I think that the “rate your pain on a scale of 1 to 10” is a fairly limited approach to pain assessment, but it’s all I’ve got. On a scale where 1 is a paper cut  and 10 is when (true story) the recovery room nurse shuts off your morphine drip after major orthopedic surgery because your breathing is so shallow they are afraid you will stop breathing entirely, then this phantom pain caused by the storm ranged from about a 4 to a 5. It was definitely noticeable, couldn’t nap through it, exhausting after awhile but not incapacitating, like bad menstrual cramps or walking home on a definitely-twisted-but-not-really-sprained ankle.

So the pain I felt was considerable, but at the same time, it did not necessitate an outward performance.  Not that my aunt would doubt me, but it was reasonable to assume that the pain had passed since I was sitting there without grimacing or gasping or yanking my prosthesis off to massage my leglet. A dear friend who visited earlier this summer told me that she had not realized that I was still dealing with phantom pain all these years later, until she read one of my earlier posts.
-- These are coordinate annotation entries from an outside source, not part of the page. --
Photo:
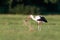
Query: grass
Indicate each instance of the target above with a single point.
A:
(12, 28)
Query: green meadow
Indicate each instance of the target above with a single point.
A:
(12, 27)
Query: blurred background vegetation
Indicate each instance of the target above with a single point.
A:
(35, 6)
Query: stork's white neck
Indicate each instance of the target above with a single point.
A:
(32, 17)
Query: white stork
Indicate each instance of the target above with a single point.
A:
(38, 19)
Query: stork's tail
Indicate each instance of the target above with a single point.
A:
(44, 19)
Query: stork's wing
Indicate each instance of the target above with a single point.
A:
(44, 19)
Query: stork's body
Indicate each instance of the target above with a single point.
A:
(38, 19)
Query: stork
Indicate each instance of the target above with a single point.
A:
(38, 19)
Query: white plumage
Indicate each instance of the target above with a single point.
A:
(38, 19)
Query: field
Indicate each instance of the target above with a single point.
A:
(12, 28)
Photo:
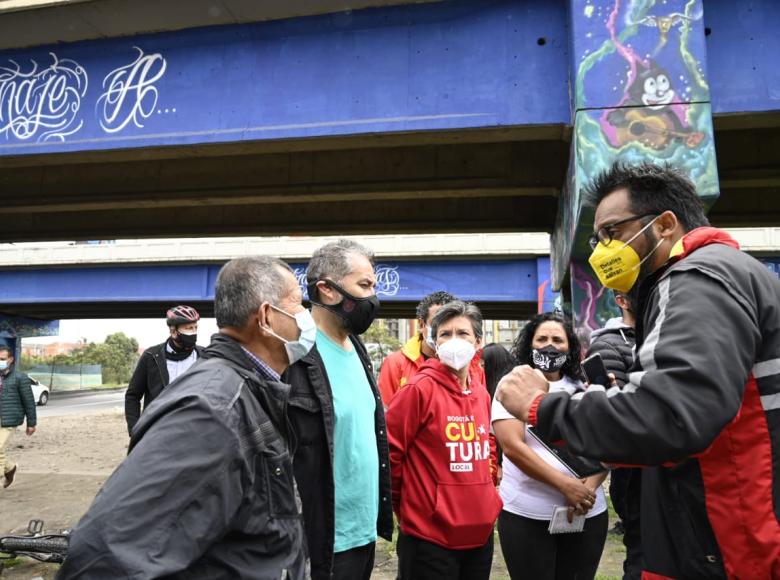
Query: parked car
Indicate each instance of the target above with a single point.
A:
(40, 392)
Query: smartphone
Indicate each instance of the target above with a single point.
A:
(595, 372)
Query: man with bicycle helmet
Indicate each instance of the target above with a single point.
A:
(161, 364)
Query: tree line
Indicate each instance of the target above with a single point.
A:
(117, 356)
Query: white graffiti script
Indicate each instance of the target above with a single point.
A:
(388, 281)
(300, 275)
(129, 92)
(41, 103)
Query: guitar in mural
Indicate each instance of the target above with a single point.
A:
(650, 112)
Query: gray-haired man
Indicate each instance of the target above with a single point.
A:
(341, 463)
(207, 490)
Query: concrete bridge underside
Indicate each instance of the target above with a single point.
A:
(481, 180)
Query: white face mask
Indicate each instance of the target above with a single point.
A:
(297, 349)
(429, 339)
(456, 353)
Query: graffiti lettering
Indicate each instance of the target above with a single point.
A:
(41, 103)
(388, 281)
(129, 92)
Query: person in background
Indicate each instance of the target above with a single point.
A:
(438, 429)
(207, 489)
(615, 343)
(535, 481)
(161, 364)
(401, 366)
(341, 463)
(17, 405)
(496, 361)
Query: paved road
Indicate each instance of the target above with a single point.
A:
(87, 403)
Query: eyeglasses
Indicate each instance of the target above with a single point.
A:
(605, 234)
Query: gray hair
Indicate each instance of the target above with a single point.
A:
(453, 310)
(244, 284)
(334, 260)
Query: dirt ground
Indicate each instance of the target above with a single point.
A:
(63, 465)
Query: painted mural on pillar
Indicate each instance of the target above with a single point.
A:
(640, 94)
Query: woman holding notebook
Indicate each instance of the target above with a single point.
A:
(537, 486)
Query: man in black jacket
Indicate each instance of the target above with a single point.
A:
(161, 364)
(207, 490)
(615, 344)
(702, 405)
(341, 463)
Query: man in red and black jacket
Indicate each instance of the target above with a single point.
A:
(702, 405)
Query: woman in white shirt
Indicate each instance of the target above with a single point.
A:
(535, 481)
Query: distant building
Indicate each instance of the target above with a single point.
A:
(50, 350)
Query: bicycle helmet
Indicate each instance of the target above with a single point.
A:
(181, 315)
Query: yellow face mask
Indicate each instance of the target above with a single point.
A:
(617, 264)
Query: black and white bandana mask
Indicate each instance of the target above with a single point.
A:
(548, 359)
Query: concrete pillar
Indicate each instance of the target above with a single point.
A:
(639, 92)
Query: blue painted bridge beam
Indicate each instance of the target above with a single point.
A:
(506, 288)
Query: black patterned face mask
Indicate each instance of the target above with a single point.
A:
(548, 359)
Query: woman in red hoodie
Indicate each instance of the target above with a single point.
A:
(438, 429)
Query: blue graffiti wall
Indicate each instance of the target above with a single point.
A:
(434, 66)
(477, 280)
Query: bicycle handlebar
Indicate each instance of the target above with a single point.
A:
(49, 548)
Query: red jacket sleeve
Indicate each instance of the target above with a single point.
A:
(389, 377)
(404, 417)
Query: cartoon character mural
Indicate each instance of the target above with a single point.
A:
(640, 94)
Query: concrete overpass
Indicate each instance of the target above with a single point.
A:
(433, 117)
(507, 275)
(136, 119)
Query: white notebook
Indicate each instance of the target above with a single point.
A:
(559, 524)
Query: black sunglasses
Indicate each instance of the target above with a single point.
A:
(605, 234)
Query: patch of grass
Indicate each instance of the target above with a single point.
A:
(9, 563)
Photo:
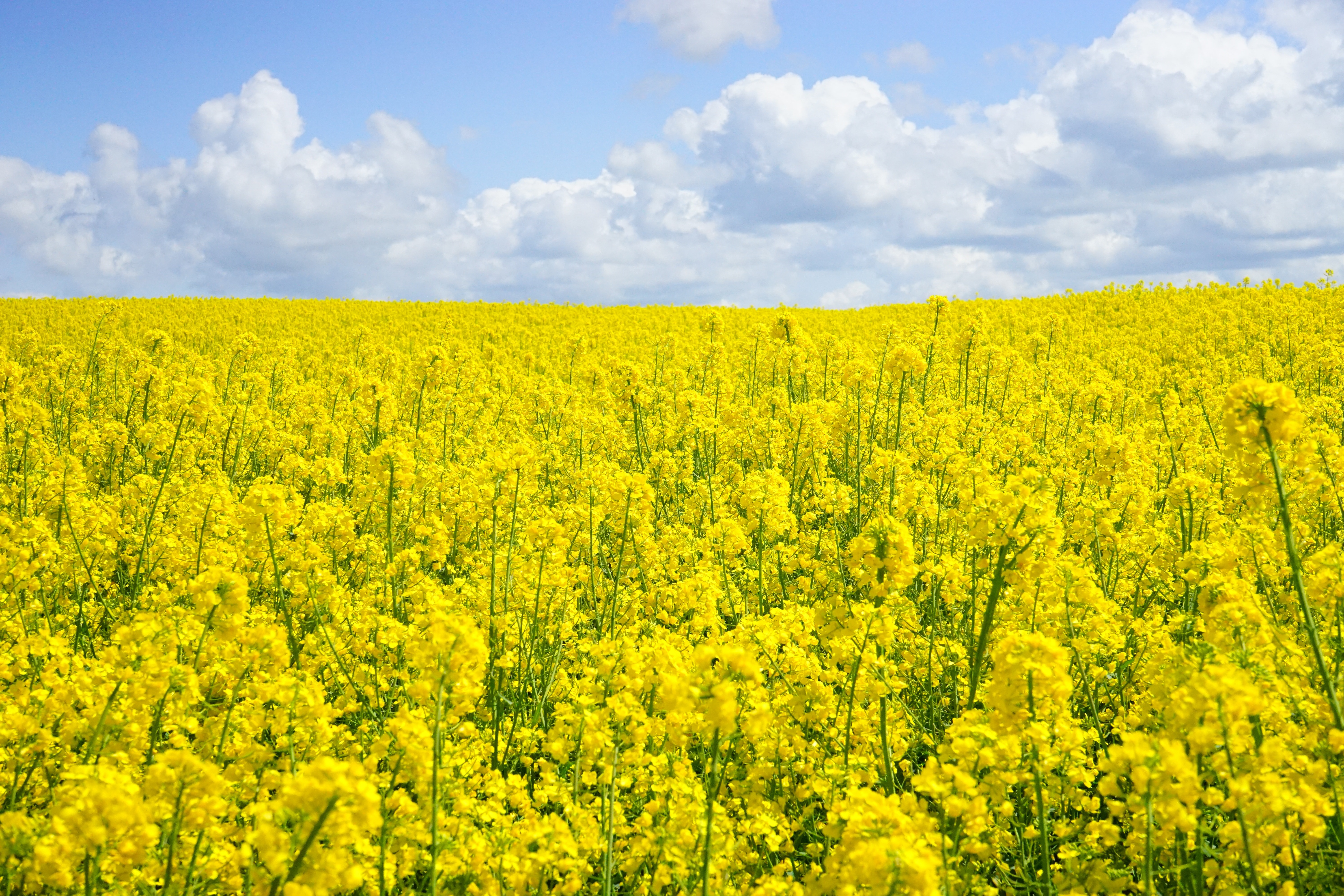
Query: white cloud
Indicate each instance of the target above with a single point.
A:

It occurred to me that involuntary expressions of pain are not my choice; when the pain gets bad enough, my body performs it whether I want to or not. And when pain first begins anew, I often frown and sigh or gasp, even if the severity remains on the lower half of the scale, signaling pain’s reappearance. But in the middle of the scale, I have some discretion, some choice over the performance.

My recognition of choice in the matter triggered my OCD-ish tendencies. Am I being dishonest if I hide the pain? Am I asking for pity if I give cues that aren’t completely necessary or involuntary? Am I just feeling sorry for myself if I let others know I am in pain? Is it possible that it helps people to be patient with me if I give them occasional reminders that I am often in pain? If I let people know I am in pain too often, will that make them not want to be around me–will they think I’m negative, whiny, needy? Will they think I’m strong or just lousy at managing a chronic pain condition?

I never pretend to be pain, but how to perform the degree of pain I experience, and whether to perform it at all, are often (but not always) a choice. I find that both comforting and a burden.